The next time you're out shopping, don't be surprised if you see the person checking out in front of you using their iPhone to pay instead of a credit card.

Apple's (AAPL -1.04%) payment service, Apple Pay, saw a 52% year-over-year increase in adoption during November, according to data from Salesforce cited by Deutsche Bank analyst Bryan Keane. That was across both in-store proximity payments and online payments made through Apple devices.

That's bad news for PayPal Holdings (PYPL 1.35%) and other, more established, digital wallet services. Apple is rapidly taking market share, and its fintech aspirations could stymie the growth of its rivals.

Taking over payments

The data show a surprising story for Apple Pay adoption.

While the number of Apple Pay users was soaring, usage of PayPal and regular credit cards declined in November. While both of those methods have much larger user bases than Apple Pay for online and in-store transactions, respectively, this result signals that users are dropping older payment methods in favor of Apple Pay.

That said, PayPal is still the one to beat in online payments. Consumers used it for 16% of all e-commerce purchases. Apple Pay is far behind, used for just 5% of purchases.

PayPal has been rapidly expanding the functionality of its services over the last few years. It revealed a redesigned app and has focused on making its services ecosystem the center of its users' financial lives. On top of its core online payments service, it offers everything from cash management to bill payments to investing. All of this is designed to increase transactions per account.

To PayPal's credit, management says it's gaining share in e-commerce. However, in-store payments remain a bigger challenge for PayPal, which shifted from using QR codes to issuing physical debit cards for PayPal and Venmo. As consumers shift back to in-store purchases, that may drag on PayPal's results despite its efforts over the last two years to increase utility.

Apple's ability to make greater headway is currently limited due to Apple Pay remaining exclusive to Apple devices. But there's lots of room for Apple to expand.

Apple Financing

Apple pushed deeper into the financial services business recently, and that could become the next big growth driver for the company's services segment.

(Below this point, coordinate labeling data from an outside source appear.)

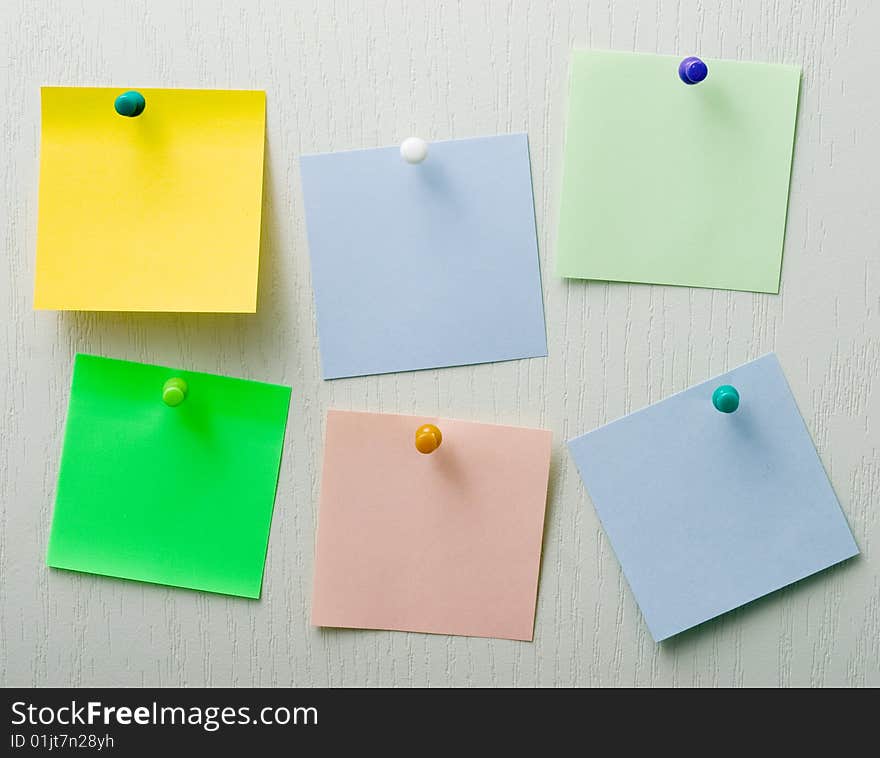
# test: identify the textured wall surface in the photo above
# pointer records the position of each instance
(360, 74)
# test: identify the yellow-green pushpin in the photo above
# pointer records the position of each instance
(726, 398)
(174, 391)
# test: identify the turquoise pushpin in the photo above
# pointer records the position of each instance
(130, 104)
(174, 391)
(726, 398)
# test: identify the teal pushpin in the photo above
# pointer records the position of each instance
(130, 104)
(726, 398)
(174, 391)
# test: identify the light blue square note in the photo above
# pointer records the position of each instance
(424, 265)
(707, 511)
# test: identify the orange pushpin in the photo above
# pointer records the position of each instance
(428, 438)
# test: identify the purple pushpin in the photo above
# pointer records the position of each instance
(692, 70)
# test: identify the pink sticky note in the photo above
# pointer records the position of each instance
(447, 543)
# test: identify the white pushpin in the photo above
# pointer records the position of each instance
(414, 150)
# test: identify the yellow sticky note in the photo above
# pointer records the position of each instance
(160, 212)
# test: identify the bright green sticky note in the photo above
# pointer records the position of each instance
(177, 495)
(669, 183)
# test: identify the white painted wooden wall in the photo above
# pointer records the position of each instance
(360, 74)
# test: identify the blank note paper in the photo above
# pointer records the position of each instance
(178, 495)
(160, 212)
(425, 265)
(707, 511)
(669, 183)
(448, 543)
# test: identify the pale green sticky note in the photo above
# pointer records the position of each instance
(669, 183)
(179, 495)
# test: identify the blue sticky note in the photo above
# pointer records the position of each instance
(707, 511)
(424, 265)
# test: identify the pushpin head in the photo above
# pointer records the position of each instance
(726, 398)
(174, 391)
(692, 70)
(414, 150)
(428, 438)
(130, 104)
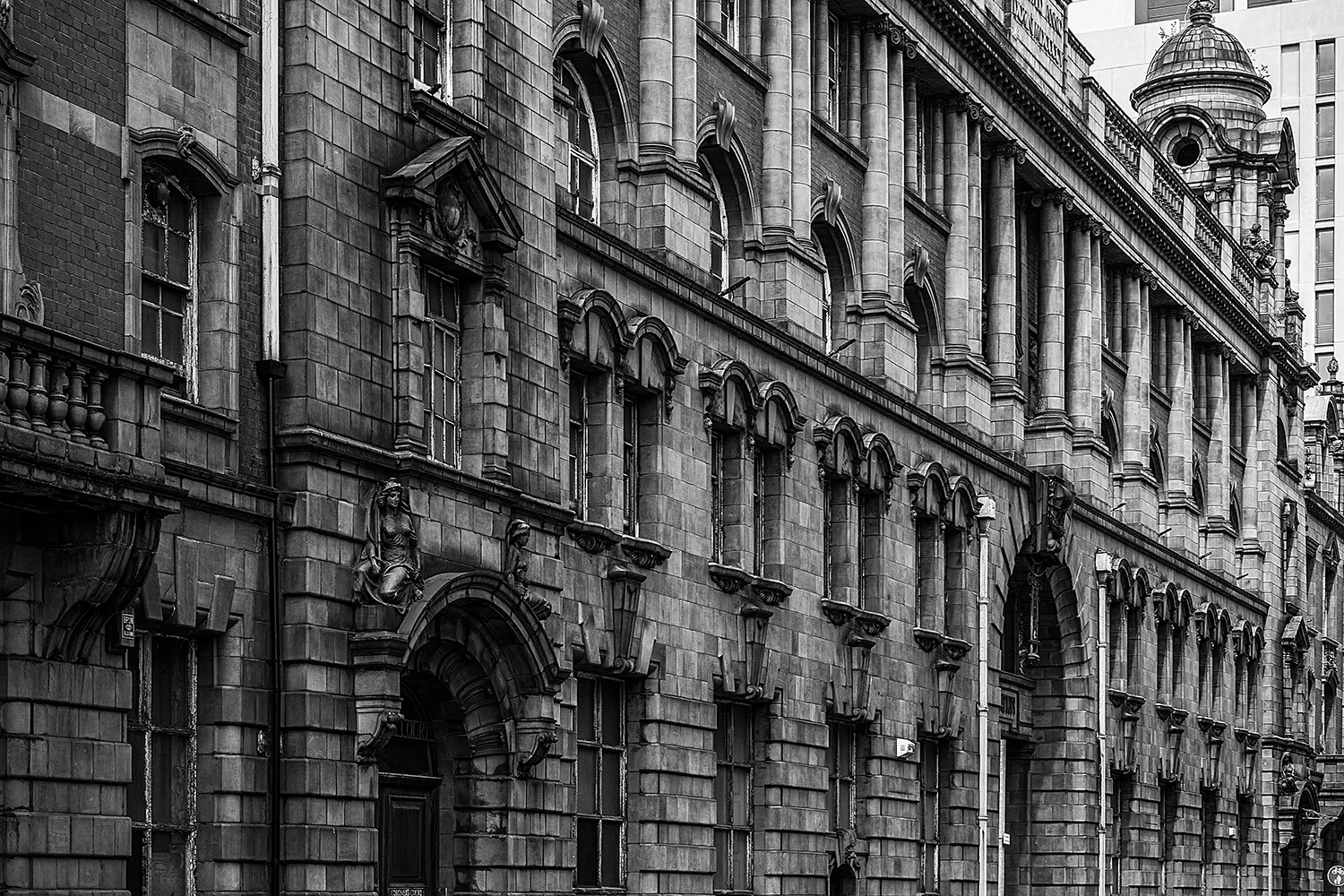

When Apple launched its "buy now, pay later" service this summer, it took another major step toward becoming a financial services company. Instead of outsourcing the lending and servicing of those point-of-sale loans to a third party, Apple is handling them in-house through a subsidiary, Apple Financing.

With the capability of running credit checks, making lending decisions, and servicing financial products in-house, Apple could become a full-fledged fintech company a la PayPal. With in-house capabilities, Apple can more easily expand its financial services globally without having to find and negotiate with local partners in every market it wants to enter. And the growing adoption of Apple Pay, as well as the expansion of the services offered in Apple's digital wallet, pose significant threats to the leading player in the space.

As the focus for Apple investors remains its device sales (particularly the iPhone), efforts like Apple Pay may not immediately get the recognition they are due. But the services segment remains a major source of profit growth for Apple, and fintech could be the next big industry it tackles. Considering PayPal is an $80 billion company unto itself, that's nothing for Apple investors to sneeze at.